What my parlor trick reveals is that the distribution of scores on the new Common Core-aligned tests in New York is not news at all. And yet many people are behaving as though this is some seismic shift in education policy and practice. Of course, they are bringing their distinctive points of view to bear on their interpretations. Former New York City Schools Chancellor Joel Klein, for example, sees good news in the fact that the policies he championed for nearly a decade have resulted in fewer than one in five Black and Latino students being classified as proficient in English Language Arts and mathematics. “While some may use lower test results to score political points and argue that we should abandon higher standards,” he intones, “this would do our kids a grave injustice.” Better, I guess, that we should use lower test results to score political points and argue that we should embrace higher standards.
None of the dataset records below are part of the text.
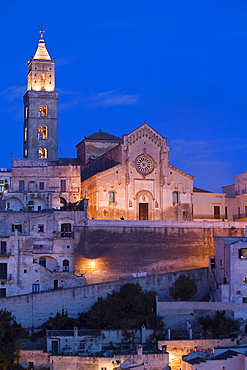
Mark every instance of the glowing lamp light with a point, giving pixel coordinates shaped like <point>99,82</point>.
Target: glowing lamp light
<point>92,264</point>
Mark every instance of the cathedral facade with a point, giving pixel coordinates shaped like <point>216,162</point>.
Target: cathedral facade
<point>134,180</point>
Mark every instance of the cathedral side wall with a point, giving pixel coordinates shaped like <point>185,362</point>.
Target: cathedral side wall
<point>111,250</point>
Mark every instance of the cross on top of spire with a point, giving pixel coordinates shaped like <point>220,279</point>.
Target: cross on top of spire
<point>41,32</point>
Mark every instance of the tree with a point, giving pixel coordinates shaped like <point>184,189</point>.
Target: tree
<point>8,339</point>
<point>184,289</point>
<point>128,308</point>
<point>60,321</point>
<point>219,325</point>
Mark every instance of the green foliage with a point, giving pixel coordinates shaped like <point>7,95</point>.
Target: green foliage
<point>218,326</point>
<point>184,289</point>
<point>60,321</point>
<point>128,308</point>
<point>8,339</point>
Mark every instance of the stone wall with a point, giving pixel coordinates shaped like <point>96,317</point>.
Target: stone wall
<point>34,309</point>
<point>111,250</point>
<point>179,348</point>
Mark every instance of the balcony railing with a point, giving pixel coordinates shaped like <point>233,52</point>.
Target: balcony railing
<point>210,217</point>
<point>6,277</point>
<point>63,234</point>
<point>239,216</point>
<point>5,254</point>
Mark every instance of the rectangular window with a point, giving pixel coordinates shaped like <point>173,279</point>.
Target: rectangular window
<point>175,197</point>
<point>54,347</point>
<point>3,271</point>
<point>41,185</point>
<point>2,292</point>
<point>242,253</point>
<point>3,247</point>
<point>66,230</point>
<point>55,284</point>
<point>25,134</point>
<point>21,186</point>
<point>216,212</point>
<point>17,227</point>
<point>35,288</point>
<point>40,228</point>
<point>42,132</point>
<point>31,185</point>
<point>43,110</point>
<point>63,185</point>
<point>111,197</point>
<point>42,153</point>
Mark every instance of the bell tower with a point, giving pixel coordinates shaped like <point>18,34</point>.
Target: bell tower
<point>40,107</point>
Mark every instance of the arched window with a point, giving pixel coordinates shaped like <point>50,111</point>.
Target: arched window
<point>42,261</point>
<point>42,153</point>
<point>65,265</point>
<point>111,197</point>
<point>42,110</point>
<point>175,197</point>
<point>42,132</point>
<point>66,230</point>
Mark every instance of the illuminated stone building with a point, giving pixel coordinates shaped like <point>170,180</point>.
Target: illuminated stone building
<point>40,180</point>
<point>133,179</point>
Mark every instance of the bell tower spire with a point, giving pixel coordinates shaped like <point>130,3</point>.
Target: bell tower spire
<point>40,106</point>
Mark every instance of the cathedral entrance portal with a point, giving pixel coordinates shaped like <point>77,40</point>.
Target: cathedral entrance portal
<point>143,211</point>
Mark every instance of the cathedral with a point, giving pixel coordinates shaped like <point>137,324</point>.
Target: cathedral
<point>118,210</point>
<point>123,178</point>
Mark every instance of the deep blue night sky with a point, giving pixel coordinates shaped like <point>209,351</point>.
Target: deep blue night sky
<point>178,64</point>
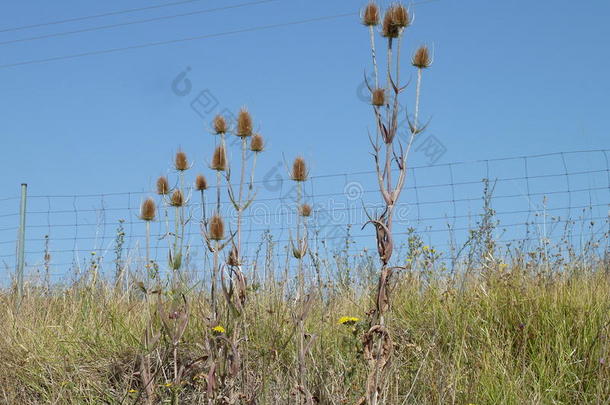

And irrepressible Mayor Michael Bloomberg has no qualms about declaring victory whether scores increase, stay the same, or go down. The low proportions of city children classified as proficient “actually is some very good news,” he said, blaming the media for “not understanding the numbers.”

Here’s the dirty little secret: no one truly understands the numbers. We are behaving as though the sorting of students into four proficiency categories based on a couple of days of tests tells us something profound about our schools, our teachers and our children. There are many links in the chain of inference that can carry us from those few days in April to claims about the health of our school system or the effectiveness of our teachers. And many of those links have yet to be scrutinized.

Does Mayor Bloomberg understand the numbers? Perhaps he’d care to share with us the percentage of children in each grade who ran out of time and didn’t attempt all of the test items, and the consequences of that for students’ scores. Or how well the pattern of students’ answers fit the complex psychometric models used to estimate a student’s proficiency. Or how precisely a child’s scale score measures his or her performance. Or how many test items had to be discarded because they didn’t work the way they were intended. Or what fraction of the Common Core standards was included on this year’s English and math tests—and what was left out.

These are just some of the factors in the production of the proficiency rates that have been the subject of so much attention. And the properties of the test are just one link in the chain.

Since I’m so good at prognostication: I predict that state test scores, in New York and elsewhere, will continue to be used as a basis for important policy decisions, despite the fact that test scores tell us just a little bit about the things we care about.